馬車が郊外の穏やかな田園風景へ入ると、見慣れた丘陵や大きなオークの木が視界に広がった。幼いころ、花冠を編んだ野原も、父と馬車で往復した小道も、そのままあの日のままである。だが、自分を取り巻く世界はあの頃とまったく異なっていた。
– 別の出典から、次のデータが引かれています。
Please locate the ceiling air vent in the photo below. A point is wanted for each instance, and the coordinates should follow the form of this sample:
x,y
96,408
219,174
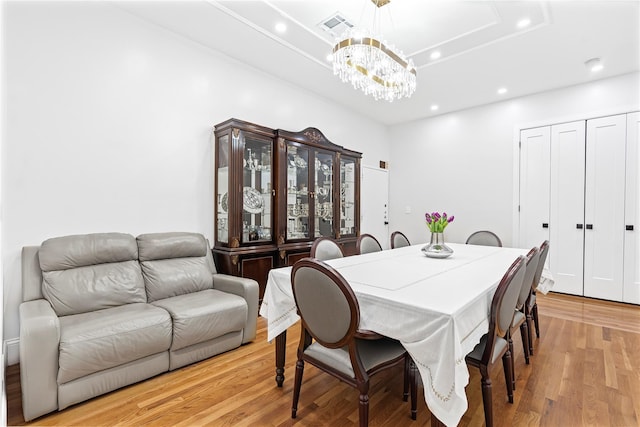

故郷に戻ってからの生活は、すぐに慌ただしく始まった。馬車は伯爵家の館へと向かい、門前で厳めしい用心棒が会釈をして開門する。豪奢ではないが、重厚感ある石造りの門柱には、古くからの歴史と血筋が刻まれていた。
「セリナ様、お帰りなさいませ」
改めて館内に迎えられたのは、伯爵家の家令長であるモリエール卿だった。深い皺を刻んだ顔には安堵の色があり、セリナはその表情に軽く笑みを浮かべた。
「ただいま戻りました。お世話かけます」
礼を終えると、館の廊下を父・エドマンド伯爵と母・アーデルが待つ書斎へ案内された。久しぶりに会う両親の姿は温かく、しかしどこか心配の影を含んでいる。
「お前が無事で何よりだ」
「……本当に戻ってきてくれて、嬉しいわ」
父は無骨に握手を求め、母は目に涙を溜めて微笑んだ。セリナは言葉少なに深く礼をしてから、窓際の椅子に腰かける。久々に感じる家族のぬくもりが、胸の奥をほどくように染みわたった。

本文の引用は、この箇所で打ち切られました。